2. I think you meant $\displaystyle F_n=(2)^{2^n}+1$
Part a) Since $\displaystyle F_n$ is a prime, by Euler's criterion $\displaystyle 3^{\frac{F_n-1}{2}}\equiv(\frac{3}{F_n})(mod F_n)$
Since $\displaystyle F_n=(2)^{2^n}+1\equiv1 (mod4)$
By Law of Quadratic Reciprocity, $\displaystyle (\frac{3}{F_n})=(\frac{F_n}{3})=(\frac{(2)^{2^n}+1 }{3})$ (*)
Since $\displaystyle 2\equiv-1 (mod 3)$
(*)$\displaystyle =(\frac{(-1)^{2^n}+1}{3})=(\frac{1+1}{3})=(\frac{2}{3})=-1$
Hence, $\displaystyle 3^{\frac{F_n-1}{2}}\equiv -1 (mod F_n)$

3. Originally Posted by Richmond
(b) If 3^(1/2(Fn−1)) = 1 (mod Fn), and q is any prime dividing Fn, show that the order of 3 modulo q is Fn − 1 and so deduce that Fn is prime.
This makes no sense. Because if $\displaystyle q>3$ is a prime dividing $\displaystyle F_n$ then order of $\displaystyle 3$ is at most $\displaystyle q-1$. How can it be $\displaystyle F_n - 1 \geq q - 1$?

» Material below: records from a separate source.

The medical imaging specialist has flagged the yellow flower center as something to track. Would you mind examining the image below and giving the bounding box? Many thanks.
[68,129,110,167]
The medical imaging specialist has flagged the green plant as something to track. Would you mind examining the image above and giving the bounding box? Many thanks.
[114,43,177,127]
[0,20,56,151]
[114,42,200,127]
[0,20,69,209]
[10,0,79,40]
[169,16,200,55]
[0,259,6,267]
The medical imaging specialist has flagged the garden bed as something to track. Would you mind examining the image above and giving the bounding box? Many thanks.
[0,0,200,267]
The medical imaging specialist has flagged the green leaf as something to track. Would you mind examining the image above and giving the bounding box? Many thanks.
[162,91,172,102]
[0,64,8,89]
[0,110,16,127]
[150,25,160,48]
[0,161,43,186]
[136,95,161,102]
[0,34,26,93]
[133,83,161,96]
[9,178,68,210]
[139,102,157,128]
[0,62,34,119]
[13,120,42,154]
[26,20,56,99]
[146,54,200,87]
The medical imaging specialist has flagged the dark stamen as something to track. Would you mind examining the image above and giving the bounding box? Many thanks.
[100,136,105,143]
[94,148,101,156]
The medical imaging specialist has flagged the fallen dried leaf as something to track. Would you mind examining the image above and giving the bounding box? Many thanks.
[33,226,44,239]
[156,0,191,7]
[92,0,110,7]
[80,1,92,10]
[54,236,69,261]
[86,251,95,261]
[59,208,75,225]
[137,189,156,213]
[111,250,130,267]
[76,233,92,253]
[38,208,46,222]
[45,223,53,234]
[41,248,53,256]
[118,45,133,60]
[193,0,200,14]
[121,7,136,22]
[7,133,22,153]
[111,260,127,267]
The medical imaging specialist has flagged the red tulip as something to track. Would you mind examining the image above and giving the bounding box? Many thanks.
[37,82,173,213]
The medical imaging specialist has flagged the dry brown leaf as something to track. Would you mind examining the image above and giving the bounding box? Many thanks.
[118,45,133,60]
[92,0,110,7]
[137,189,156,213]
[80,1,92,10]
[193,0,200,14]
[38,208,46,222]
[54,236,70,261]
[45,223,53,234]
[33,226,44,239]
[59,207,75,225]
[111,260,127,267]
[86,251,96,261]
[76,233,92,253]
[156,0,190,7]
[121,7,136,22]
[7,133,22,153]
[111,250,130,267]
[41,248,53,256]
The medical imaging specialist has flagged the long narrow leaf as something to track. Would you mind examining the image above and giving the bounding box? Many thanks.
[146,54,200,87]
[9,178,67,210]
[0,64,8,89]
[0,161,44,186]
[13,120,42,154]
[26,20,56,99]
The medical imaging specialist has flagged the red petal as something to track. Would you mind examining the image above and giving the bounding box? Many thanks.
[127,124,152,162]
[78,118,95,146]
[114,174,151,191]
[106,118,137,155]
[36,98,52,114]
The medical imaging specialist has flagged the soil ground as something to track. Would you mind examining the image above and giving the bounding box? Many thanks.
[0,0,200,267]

4. Richmond, can you check these two conditions given that $\displaystyle 3^{\frac{F_n-1}{2}}\equiv -1 (mod F_n)$
1) $\displaystyle 3^{F_n-1}\equiv 1 (mod F_n)$.
2) $\displaystyle 3^q$ is not congruent to $\displaystyle 1 (mod F_n)$ for proper divisor q of $\displaystyle F_n-1$
I think that would show that $\displaystyle F_n$ is prime.

5. oh I'm sorry, got the question wrong

Its 3^1/(2(Fn−1)) = -1 (mod Fn).

Anyway what program do u guys use to put accurate mathematical symbols?